Aynı milletvekili “ByLock” ile ilgili de çarpıcı bir bilgi verdi. “ByLock” kullandığı için gözaltına alınan bir emekli büyükelçi şöyle demiş:
“Ne Cemaati, ne örgütü? Ben masonum. Biz masonlar üç yıldır ByLock ile haberleşiyoruz.”
Evet, Anadolu’da tarihin kaydettiği belki de en büyük fitne hareketi yaşanıyor bugün... Bir devlet, bir millet, bir ülke sıfırlanıyor.
Bir ülke düşünün ki, 2 bin 500 eğitim kurumunu kapatılmış, 50 bin kişilik eğitim kadrosu ihrac edilmiş.
Bir ülke düşünün ki yüksek yargı kadrosunun yarısı tutuklanmış, beş bin hakim ve savcısı tutuklanmış veya ihrac edilmiş. Bir ülke düşünün ki, yüksek yargı üyeleri, hapisten kurtulmak için “itirafçı” olmuş.

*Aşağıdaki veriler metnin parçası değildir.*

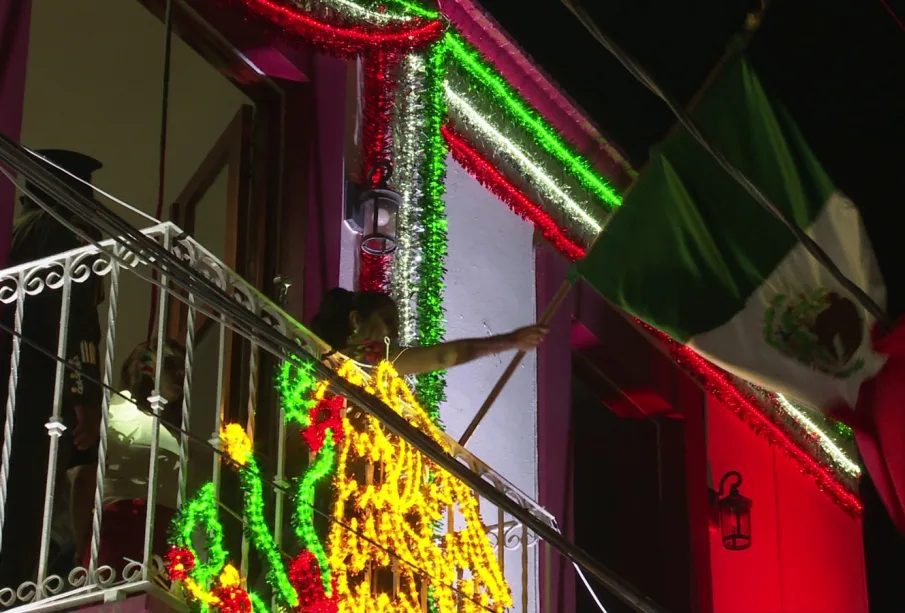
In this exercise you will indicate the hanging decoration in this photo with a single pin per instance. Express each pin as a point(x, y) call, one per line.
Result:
point(526, 181)
point(722, 386)
point(492, 179)
point(815, 432)
point(398, 512)
point(384, 522)
point(579, 212)
point(184, 566)
point(237, 445)
point(492, 84)
point(364, 14)
point(377, 146)
point(431, 387)
point(408, 136)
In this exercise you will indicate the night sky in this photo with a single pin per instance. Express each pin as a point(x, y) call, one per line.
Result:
point(838, 67)
point(806, 48)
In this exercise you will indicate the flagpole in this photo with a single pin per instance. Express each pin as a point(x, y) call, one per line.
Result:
point(551, 309)
point(751, 25)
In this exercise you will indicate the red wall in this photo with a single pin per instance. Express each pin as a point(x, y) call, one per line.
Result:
point(806, 554)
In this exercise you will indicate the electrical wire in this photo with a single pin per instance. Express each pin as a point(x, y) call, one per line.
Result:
point(248, 324)
point(202, 442)
point(685, 120)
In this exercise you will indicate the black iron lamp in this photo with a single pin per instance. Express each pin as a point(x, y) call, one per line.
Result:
point(733, 513)
point(376, 212)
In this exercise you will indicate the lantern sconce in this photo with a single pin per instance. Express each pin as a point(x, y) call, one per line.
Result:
point(731, 513)
point(375, 212)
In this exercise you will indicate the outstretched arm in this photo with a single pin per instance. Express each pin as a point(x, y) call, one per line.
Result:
point(417, 360)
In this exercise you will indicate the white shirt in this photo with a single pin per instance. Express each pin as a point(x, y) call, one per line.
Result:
point(129, 456)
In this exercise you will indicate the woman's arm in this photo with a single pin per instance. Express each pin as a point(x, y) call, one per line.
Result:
point(417, 360)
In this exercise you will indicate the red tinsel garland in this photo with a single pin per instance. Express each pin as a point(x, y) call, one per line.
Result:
point(492, 179)
point(377, 145)
point(373, 272)
point(745, 406)
point(379, 96)
point(305, 577)
point(325, 415)
point(347, 40)
point(179, 562)
point(233, 599)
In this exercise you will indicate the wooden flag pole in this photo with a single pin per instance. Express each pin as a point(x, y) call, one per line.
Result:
point(552, 307)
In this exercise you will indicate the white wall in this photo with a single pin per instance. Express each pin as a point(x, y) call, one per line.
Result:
point(490, 288)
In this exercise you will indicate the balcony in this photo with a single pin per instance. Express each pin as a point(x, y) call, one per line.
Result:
point(397, 528)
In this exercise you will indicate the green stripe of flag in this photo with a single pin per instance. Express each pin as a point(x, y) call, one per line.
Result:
point(689, 245)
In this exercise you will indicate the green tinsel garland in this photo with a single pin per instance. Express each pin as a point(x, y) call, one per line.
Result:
point(431, 388)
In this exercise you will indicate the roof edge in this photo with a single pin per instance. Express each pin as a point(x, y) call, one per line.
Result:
point(482, 31)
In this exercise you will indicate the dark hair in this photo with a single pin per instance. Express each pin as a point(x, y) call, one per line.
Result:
point(332, 320)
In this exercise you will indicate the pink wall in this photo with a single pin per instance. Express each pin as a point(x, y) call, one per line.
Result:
point(14, 22)
point(806, 554)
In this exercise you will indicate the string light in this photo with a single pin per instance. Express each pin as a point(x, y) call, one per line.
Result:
point(305, 573)
point(350, 9)
point(348, 40)
point(723, 388)
point(494, 181)
point(399, 514)
point(549, 187)
point(415, 9)
point(496, 86)
point(322, 467)
point(431, 270)
point(201, 508)
point(828, 444)
point(237, 445)
point(408, 135)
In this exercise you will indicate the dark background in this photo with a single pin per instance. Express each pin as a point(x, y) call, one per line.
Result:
point(838, 66)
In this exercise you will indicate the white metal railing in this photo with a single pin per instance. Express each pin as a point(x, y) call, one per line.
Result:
point(201, 415)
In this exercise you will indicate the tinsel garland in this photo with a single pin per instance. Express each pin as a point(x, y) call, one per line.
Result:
point(362, 13)
point(414, 8)
point(814, 432)
point(239, 450)
point(408, 135)
point(377, 135)
point(744, 404)
point(201, 508)
point(431, 387)
point(299, 26)
point(305, 573)
point(494, 181)
point(511, 148)
point(377, 155)
point(373, 272)
point(492, 84)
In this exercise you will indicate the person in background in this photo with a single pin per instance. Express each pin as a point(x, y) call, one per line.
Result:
point(360, 324)
point(129, 432)
point(37, 234)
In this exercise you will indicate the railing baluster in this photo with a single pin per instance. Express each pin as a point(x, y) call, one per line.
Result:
point(109, 354)
point(220, 408)
point(157, 402)
point(501, 540)
point(250, 429)
point(11, 399)
point(186, 400)
point(55, 428)
point(524, 568)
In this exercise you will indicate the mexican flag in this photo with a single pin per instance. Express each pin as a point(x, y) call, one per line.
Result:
point(692, 254)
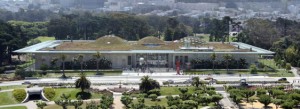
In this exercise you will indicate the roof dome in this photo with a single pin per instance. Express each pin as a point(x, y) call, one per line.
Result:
point(110, 39)
point(151, 40)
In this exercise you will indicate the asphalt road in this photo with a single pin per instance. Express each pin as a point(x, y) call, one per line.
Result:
point(136, 79)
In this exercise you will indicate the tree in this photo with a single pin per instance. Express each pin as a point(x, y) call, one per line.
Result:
point(216, 98)
point(41, 104)
point(126, 100)
point(192, 103)
point(288, 67)
point(63, 58)
point(277, 102)
point(275, 93)
point(260, 91)
point(213, 58)
point(92, 105)
point(227, 58)
point(97, 56)
point(106, 101)
point(153, 97)
point(265, 99)
point(82, 83)
point(148, 84)
point(261, 32)
point(288, 104)
point(80, 59)
point(196, 81)
point(77, 104)
point(247, 94)
point(64, 101)
point(253, 69)
point(252, 100)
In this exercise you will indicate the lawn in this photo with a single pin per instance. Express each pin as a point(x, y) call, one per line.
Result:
point(12, 87)
point(14, 107)
point(45, 38)
point(72, 92)
point(54, 106)
point(174, 90)
point(148, 102)
point(7, 98)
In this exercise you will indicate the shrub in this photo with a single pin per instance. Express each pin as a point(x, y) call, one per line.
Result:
point(253, 69)
point(2, 69)
point(154, 91)
point(19, 94)
point(49, 93)
point(44, 67)
point(153, 97)
point(22, 73)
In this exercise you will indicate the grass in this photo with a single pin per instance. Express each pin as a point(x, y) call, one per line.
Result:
point(7, 98)
point(45, 38)
point(12, 87)
point(174, 90)
point(54, 106)
point(72, 92)
point(15, 107)
point(148, 102)
point(277, 73)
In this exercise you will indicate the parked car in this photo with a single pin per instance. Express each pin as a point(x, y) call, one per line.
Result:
point(188, 81)
point(26, 82)
point(170, 81)
point(208, 78)
point(282, 79)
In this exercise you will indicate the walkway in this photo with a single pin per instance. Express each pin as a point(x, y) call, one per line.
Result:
point(295, 71)
point(28, 105)
point(226, 103)
point(117, 103)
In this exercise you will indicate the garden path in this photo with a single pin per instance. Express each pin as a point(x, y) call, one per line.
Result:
point(117, 103)
point(28, 105)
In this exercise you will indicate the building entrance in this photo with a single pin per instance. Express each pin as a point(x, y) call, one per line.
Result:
point(152, 62)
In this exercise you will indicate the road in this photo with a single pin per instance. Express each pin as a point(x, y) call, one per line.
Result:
point(136, 79)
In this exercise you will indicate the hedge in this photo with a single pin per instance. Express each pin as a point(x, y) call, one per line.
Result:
point(49, 93)
point(19, 94)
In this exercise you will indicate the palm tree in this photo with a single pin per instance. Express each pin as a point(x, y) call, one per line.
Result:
point(80, 59)
point(97, 56)
point(148, 84)
point(63, 58)
point(213, 58)
point(196, 81)
point(227, 57)
point(41, 104)
point(82, 83)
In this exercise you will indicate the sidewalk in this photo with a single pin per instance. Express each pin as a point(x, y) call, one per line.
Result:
point(28, 105)
point(295, 71)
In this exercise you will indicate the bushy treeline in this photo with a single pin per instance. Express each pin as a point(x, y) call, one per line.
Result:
point(280, 36)
point(131, 27)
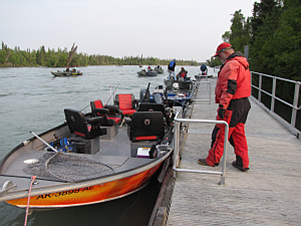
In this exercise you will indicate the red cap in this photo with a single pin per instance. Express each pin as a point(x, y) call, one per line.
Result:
point(222, 47)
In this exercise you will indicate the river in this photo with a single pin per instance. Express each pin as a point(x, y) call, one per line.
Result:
point(32, 99)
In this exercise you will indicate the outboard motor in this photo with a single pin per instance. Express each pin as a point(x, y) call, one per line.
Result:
point(145, 95)
point(158, 98)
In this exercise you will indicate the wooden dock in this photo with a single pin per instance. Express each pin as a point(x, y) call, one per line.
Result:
point(268, 194)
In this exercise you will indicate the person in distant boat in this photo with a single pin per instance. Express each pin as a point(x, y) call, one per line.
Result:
point(204, 69)
point(182, 75)
point(233, 87)
point(171, 69)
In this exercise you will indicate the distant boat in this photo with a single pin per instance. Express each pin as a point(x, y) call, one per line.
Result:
point(66, 74)
point(159, 70)
point(147, 73)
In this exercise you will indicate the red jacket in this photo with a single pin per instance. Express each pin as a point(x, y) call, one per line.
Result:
point(234, 80)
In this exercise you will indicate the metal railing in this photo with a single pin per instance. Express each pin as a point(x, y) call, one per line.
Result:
point(273, 96)
point(204, 99)
point(178, 121)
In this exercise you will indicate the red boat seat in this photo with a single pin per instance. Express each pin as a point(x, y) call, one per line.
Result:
point(80, 125)
point(111, 114)
point(126, 103)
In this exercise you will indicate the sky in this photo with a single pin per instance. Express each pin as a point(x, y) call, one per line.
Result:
point(166, 29)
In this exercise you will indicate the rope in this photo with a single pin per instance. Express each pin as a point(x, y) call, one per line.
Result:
point(32, 180)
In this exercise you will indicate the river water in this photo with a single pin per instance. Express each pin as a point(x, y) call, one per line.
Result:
point(32, 99)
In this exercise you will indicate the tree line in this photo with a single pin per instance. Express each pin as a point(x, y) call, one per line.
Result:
point(273, 34)
point(59, 58)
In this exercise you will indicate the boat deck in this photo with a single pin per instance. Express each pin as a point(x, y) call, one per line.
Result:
point(268, 194)
point(114, 156)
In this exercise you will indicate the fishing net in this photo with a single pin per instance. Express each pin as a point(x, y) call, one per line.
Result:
point(67, 167)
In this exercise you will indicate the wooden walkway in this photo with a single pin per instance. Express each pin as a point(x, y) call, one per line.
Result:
point(268, 194)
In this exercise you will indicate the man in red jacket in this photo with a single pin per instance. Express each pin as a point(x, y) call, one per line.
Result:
point(233, 87)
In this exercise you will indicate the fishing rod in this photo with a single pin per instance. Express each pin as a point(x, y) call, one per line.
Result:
point(113, 92)
point(52, 148)
point(146, 94)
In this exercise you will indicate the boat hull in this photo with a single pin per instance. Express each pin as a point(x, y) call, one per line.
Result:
point(88, 195)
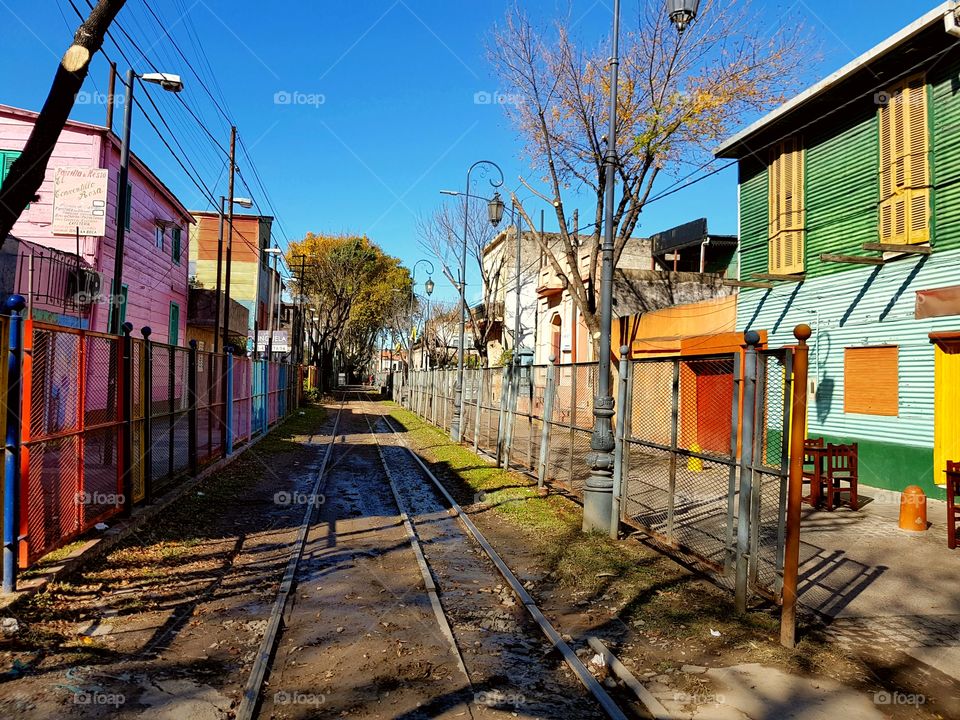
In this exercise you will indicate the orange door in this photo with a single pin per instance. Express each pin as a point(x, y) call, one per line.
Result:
point(714, 407)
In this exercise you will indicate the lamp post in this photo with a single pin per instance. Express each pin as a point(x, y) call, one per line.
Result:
point(598, 489)
point(455, 424)
point(275, 252)
point(244, 203)
point(428, 286)
point(170, 83)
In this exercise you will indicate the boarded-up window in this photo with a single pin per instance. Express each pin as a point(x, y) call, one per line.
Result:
point(786, 211)
point(904, 166)
point(871, 380)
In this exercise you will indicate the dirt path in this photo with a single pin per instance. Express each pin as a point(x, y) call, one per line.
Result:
point(363, 640)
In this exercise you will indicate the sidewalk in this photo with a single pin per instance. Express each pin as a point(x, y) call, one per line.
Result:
point(882, 585)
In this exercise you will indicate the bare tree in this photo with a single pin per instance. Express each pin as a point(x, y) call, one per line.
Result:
point(27, 172)
point(442, 236)
point(678, 95)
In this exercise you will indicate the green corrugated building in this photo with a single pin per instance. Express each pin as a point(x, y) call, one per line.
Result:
point(850, 222)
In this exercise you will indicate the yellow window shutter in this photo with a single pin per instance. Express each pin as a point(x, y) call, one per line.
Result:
point(786, 208)
point(914, 99)
point(886, 152)
point(919, 203)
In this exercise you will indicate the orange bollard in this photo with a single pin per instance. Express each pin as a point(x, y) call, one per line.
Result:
point(913, 509)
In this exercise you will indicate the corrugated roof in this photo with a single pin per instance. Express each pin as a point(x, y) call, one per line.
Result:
point(729, 146)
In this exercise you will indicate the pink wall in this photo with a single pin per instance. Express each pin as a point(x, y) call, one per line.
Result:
point(153, 279)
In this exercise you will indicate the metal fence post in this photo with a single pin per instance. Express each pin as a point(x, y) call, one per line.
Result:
point(621, 439)
point(228, 408)
point(791, 560)
point(548, 395)
point(730, 550)
point(674, 450)
point(171, 404)
point(12, 444)
point(744, 513)
point(511, 418)
point(478, 417)
point(146, 366)
point(126, 428)
point(502, 420)
point(192, 408)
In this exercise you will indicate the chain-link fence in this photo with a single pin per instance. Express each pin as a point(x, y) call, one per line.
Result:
point(680, 438)
point(109, 422)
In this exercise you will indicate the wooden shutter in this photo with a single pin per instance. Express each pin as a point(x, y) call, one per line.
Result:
point(786, 208)
point(904, 166)
point(871, 380)
point(176, 239)
point(6, 162)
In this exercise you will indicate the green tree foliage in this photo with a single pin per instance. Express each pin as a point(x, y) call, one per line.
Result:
point(354, 288)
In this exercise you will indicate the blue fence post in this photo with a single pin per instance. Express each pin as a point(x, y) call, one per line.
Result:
point(228, 409)
point(11, 459)
point(192, 409)
point(126, 428)
point(147, 449)
point(265, 387)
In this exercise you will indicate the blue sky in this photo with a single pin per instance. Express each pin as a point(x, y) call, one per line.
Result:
point(379, 113)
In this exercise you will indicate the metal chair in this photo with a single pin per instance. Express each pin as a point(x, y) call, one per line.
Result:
point(841, 469)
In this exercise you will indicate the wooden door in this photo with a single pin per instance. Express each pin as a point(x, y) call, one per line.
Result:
point(946, 414)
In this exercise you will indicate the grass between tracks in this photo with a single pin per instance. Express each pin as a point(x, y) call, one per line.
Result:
point(674, 610)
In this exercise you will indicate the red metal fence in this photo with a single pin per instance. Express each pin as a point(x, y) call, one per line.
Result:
point(85, 395)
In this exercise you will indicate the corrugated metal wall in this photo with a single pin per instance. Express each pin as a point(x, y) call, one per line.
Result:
point(866, 306)
point(945, 118)
point(842, 192)
point(753, 218)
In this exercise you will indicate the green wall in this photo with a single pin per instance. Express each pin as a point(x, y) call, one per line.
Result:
point(842, 182)
point(754, 222)
point(893, 467)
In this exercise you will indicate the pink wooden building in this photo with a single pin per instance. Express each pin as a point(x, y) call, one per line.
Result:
point(65, 267)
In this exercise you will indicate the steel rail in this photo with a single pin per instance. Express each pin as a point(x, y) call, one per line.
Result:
point(579, 669)
point(429, 584)
point(254, 686)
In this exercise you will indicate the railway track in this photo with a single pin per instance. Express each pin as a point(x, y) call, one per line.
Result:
point(469, 639)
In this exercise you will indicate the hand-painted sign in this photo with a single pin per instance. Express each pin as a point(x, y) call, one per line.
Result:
point(80, 201)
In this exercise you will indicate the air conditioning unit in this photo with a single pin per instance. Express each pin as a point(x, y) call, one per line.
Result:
point(84, 286)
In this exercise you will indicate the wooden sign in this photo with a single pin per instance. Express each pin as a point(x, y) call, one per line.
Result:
point(80, 201)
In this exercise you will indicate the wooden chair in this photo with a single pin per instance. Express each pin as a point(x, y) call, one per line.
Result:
point(841, 469)
point(812, 470)
point(953, 511)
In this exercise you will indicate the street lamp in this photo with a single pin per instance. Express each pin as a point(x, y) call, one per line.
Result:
point(413, 297)
point(244, 203)
point(428, 286)
point(682, 12)
point(170, 83)
point(455, 427)
point(598, 489)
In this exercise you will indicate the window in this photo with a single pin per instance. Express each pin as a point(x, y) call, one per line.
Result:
point(904, 170)
point(786, 208)
point(128, 206)
point(122, 299)
point(176, 236)
point(871, 380)
point(173, 336)
point(6, 162)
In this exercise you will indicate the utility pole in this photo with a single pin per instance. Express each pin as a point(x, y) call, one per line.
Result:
point(226, 293)
point(598, 489)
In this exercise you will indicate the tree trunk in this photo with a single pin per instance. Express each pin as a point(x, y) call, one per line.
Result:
point(27, 173)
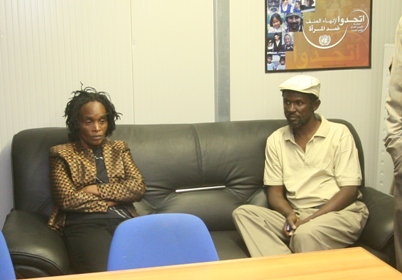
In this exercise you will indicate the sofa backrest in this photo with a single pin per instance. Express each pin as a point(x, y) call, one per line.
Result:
point(205, 169)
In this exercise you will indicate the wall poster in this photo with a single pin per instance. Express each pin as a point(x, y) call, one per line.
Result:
point(305, 35)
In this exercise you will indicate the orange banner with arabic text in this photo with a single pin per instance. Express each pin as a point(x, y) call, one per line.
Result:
point(306, 35)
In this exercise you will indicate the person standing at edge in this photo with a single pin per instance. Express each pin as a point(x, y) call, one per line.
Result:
point(94, 181)
point(312, 174)
point(393, 140)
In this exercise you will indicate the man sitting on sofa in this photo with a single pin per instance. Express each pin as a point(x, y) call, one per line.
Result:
point(312, 174)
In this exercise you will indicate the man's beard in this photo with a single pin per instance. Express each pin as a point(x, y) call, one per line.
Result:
point(299, 123)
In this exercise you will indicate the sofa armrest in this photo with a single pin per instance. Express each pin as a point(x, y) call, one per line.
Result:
point(35, 249)
point(379, 230)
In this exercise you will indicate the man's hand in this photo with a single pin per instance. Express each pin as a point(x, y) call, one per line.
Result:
point(292, 222)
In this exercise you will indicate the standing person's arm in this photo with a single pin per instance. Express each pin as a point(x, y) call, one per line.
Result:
point(393, 140)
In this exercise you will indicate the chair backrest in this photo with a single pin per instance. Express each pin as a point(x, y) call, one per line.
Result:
point(159, 240)
point(6, 266)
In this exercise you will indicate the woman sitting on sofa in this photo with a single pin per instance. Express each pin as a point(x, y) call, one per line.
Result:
point(94, 181)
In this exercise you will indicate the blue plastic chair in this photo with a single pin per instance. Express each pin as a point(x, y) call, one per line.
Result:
point(160, 240)
point(6, 266)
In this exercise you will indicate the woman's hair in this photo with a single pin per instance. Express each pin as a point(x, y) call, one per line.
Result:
point(82, 97)
point(277, 16)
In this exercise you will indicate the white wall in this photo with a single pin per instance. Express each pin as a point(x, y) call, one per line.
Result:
point(155, 57)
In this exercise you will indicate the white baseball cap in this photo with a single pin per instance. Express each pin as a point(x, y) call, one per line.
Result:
point(302, 83)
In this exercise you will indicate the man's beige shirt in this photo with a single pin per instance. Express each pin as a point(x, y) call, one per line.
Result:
point(312, 177)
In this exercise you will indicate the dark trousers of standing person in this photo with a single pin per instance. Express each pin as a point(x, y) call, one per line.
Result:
point(88, 242)
point(397, 190)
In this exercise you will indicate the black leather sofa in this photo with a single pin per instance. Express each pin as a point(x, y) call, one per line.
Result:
point(206, 169)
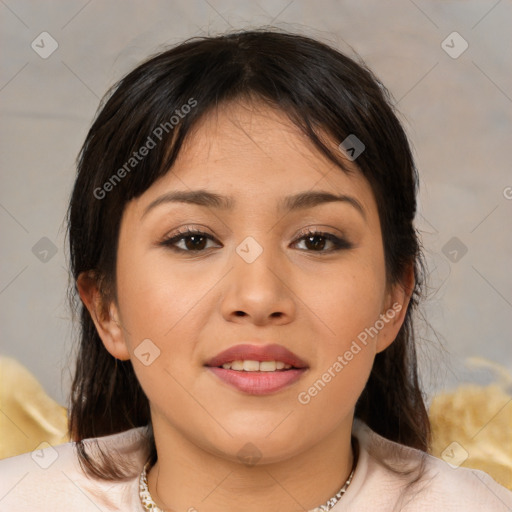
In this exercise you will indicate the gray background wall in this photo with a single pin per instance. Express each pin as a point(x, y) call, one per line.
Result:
point(457, 112)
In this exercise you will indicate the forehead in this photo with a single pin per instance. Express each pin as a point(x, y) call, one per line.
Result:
point(257, 155)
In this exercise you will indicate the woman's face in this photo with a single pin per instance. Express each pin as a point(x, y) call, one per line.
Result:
point(255, 277)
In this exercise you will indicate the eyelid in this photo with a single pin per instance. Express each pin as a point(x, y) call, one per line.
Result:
point(340, 242)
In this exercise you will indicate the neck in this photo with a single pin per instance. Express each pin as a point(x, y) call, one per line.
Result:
point(189, 477)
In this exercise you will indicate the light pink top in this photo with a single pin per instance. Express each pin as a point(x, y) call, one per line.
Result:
point(51, 480)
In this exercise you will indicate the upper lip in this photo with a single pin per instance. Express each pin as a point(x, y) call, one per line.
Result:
point(272, 352)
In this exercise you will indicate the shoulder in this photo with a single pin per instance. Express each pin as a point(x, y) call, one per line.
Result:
point(52, 475)
point(412, 480)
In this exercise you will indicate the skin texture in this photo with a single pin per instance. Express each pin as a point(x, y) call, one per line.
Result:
point(191, 306)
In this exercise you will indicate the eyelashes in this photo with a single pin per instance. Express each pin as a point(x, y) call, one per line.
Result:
point(196, 241)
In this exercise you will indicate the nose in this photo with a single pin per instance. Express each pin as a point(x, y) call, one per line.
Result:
point(260, 291)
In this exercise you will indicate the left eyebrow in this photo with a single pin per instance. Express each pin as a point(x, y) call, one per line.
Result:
point(300, 201)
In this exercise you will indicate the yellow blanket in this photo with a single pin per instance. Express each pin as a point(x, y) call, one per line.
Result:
point(477, 418)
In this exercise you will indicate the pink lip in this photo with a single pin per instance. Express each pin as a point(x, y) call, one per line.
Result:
point(258, 383)
point(272, 352)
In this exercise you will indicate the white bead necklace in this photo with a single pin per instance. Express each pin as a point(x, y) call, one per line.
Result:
point(150, 505)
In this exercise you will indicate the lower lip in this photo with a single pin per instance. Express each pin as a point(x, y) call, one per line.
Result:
point(258, 383)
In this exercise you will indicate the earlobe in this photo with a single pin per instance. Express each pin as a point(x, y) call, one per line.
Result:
point(395, 310)
point(104, 316)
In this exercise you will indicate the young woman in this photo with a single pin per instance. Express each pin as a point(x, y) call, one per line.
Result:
point(242, 240)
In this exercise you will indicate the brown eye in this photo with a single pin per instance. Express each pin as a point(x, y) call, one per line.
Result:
point(193, 241)
point(316, 241)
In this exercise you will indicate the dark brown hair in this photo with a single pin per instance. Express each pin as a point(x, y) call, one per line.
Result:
point(322, 91)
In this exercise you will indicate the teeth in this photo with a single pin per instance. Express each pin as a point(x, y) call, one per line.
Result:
point(256, 366)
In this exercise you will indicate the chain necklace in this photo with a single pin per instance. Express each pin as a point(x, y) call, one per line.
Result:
point(151, 506)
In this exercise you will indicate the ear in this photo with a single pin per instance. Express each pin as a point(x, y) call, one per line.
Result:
point(104, 315)
point(395, 309)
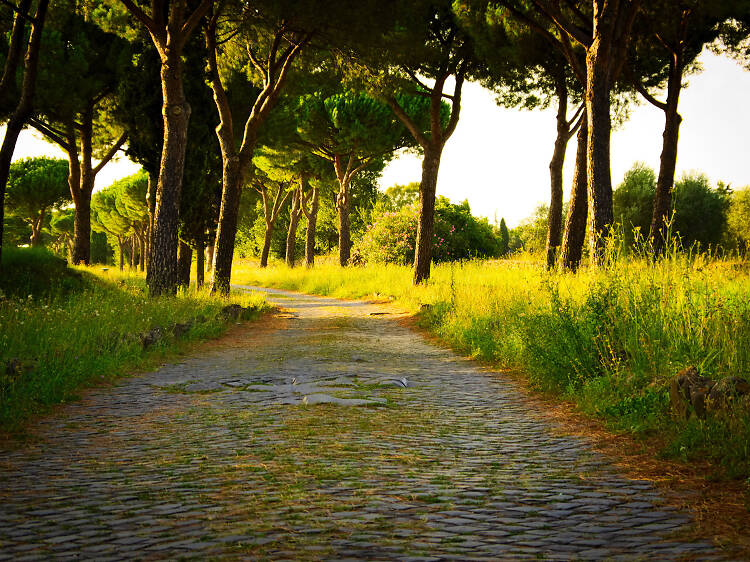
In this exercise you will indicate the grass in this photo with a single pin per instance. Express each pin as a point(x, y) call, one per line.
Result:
point(63, 329)
point(609, 340)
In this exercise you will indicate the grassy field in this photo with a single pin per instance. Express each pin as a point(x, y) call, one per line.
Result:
point(611, 341)
point(62, 329)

Bir ülke düşünün ki, Silahlı Kuvvetleri’ndeki generallerin yarısı hapiste, 12 bin subay ve astsubayı açığa alınmış, tutuklanmış veya ihrac edilmiş. Sadecede NATO’da görevli olup da tutuklanan, ihrac edilen subay sayısı 400...
Bir ülke düşünün ki, yüzde 95’i Cemaatçi safsatasıyla, Emniyet Teşkilatı hallaç pamuğu gibi atılmış. BBC’nin verdiği rakama göre, Emniyet ve içişleri kadrolarında tasfiye 50 bin...
Generallerinin yarısı hapiste ve subay kadroları darmadağın edilmiş bir ordu, 250 bin kişilik kadrosu neredeyse yok edilmiş bir Emniyet Teşkilatı... ve son 1,5 yılda verilen 1.500’e yakın şehit...
Yazının başlığını bunun için koydum. Selçuklu ve Osmanlı dönemi dahil, Cumhuriyet dönemi dahil, Anadolu topraklarında böyle bir fetret devri, böyle bir yıkım dönemi yaşanmadı. Böyle bir fitne, fesat hareketi görülmedi. Bu topraklarda devlet, hiçbir zaman bu düzeyde sıfırlanmadı. Bu topraklarda millet, hiçbir zaman bu düzeyde parçalanmadı.
Sadece Cemaati aldatmadı Saraydaki Takiyye Ustası... Bir milleti aldattı, İslam dünyasını aldattı. Gizli ajandam yok deyip, demokrasi oyunu oynayıp dünyayı aldattı.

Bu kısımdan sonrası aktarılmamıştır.